All of these tools are challengers to Facebook/Twitter. And their interaction model is decentralized. So they are innately more secure (and less of a targeted threat). The biggest trouble with these systems is establishing and maintaining an inter-linked directory.
A Case for Public Meta-directories
In a strange way, I am back to where I was twenty years ago. In the late nineties, my employer had many email systems and many directories. So we built a directory of directories.
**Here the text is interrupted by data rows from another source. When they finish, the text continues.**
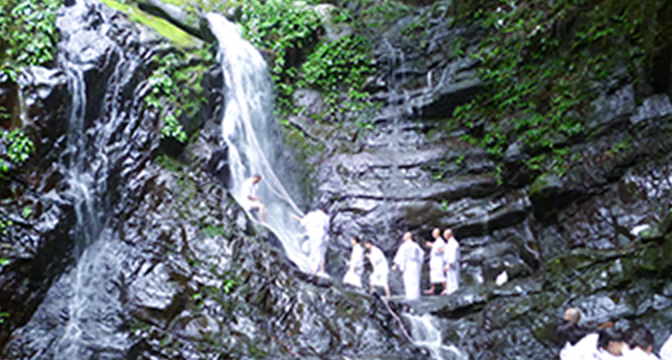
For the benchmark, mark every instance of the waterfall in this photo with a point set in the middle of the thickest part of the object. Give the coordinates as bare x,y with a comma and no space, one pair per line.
81,316
253,136
425,335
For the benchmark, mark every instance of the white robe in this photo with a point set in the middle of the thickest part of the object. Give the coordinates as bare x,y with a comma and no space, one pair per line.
436,264
666,349
316,225
638,354
248,189
584,349
451,257
380,268
409,260
354,274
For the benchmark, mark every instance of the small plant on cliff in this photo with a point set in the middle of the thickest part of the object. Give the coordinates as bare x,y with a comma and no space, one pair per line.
301,56
28,35
176,92
15,148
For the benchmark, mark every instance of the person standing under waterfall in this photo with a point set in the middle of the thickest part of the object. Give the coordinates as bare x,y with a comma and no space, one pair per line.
251,201
316,225
409,260
380,268
436,273
451,259
354,274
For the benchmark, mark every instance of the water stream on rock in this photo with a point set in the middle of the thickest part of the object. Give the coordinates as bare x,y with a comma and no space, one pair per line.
429,337
253,136
81,316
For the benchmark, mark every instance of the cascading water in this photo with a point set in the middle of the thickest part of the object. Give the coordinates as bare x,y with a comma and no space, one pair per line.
251,133
81,316
426,335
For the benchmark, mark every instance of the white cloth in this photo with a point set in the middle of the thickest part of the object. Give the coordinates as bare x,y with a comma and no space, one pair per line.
248,189
409,260
451,256
436,273
666,349
638,354
600,354
316,225
354,274
380,268
584,349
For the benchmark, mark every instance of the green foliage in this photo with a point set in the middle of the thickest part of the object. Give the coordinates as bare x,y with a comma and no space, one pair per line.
5,225
176,92
373,16
28,35
337,68
541,66
17,148
291,34
3,316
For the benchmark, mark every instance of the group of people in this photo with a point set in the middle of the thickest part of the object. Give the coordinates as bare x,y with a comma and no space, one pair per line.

Our first efforts were email-based hub-and-spoke directories based upon X.500. And then we moved to Zoomit’s Via product (which was later acquired by Microsoft). [Note: After purchase, Microsoft starved the product until no one wanted its outdated technologies.] These tools served one key purpose: they provided a means of linking all directories together
Today, this is all done through import tools that any user can employ to build personalized contact lists. But as more people move to more and different platforms, the need for a distributed meta–directory has been revealed. We really do need a public white pages model for all users on any platform.
Bottom Line
The value of a directory of directories (i.e., a meta-directory) still exists. And when we move from centralized to decentralized social media systems, the imperative of such directory services becomes even more apparent. At this time, early adopters should already be using tools like Slack, Discord, and even Mastodon. But until interoperability technologies (like meta-directories) become more ubiquitous, either you will have to deal with the hassle of building your own directory or you will have to accept the insecurity inherent in a centralized system.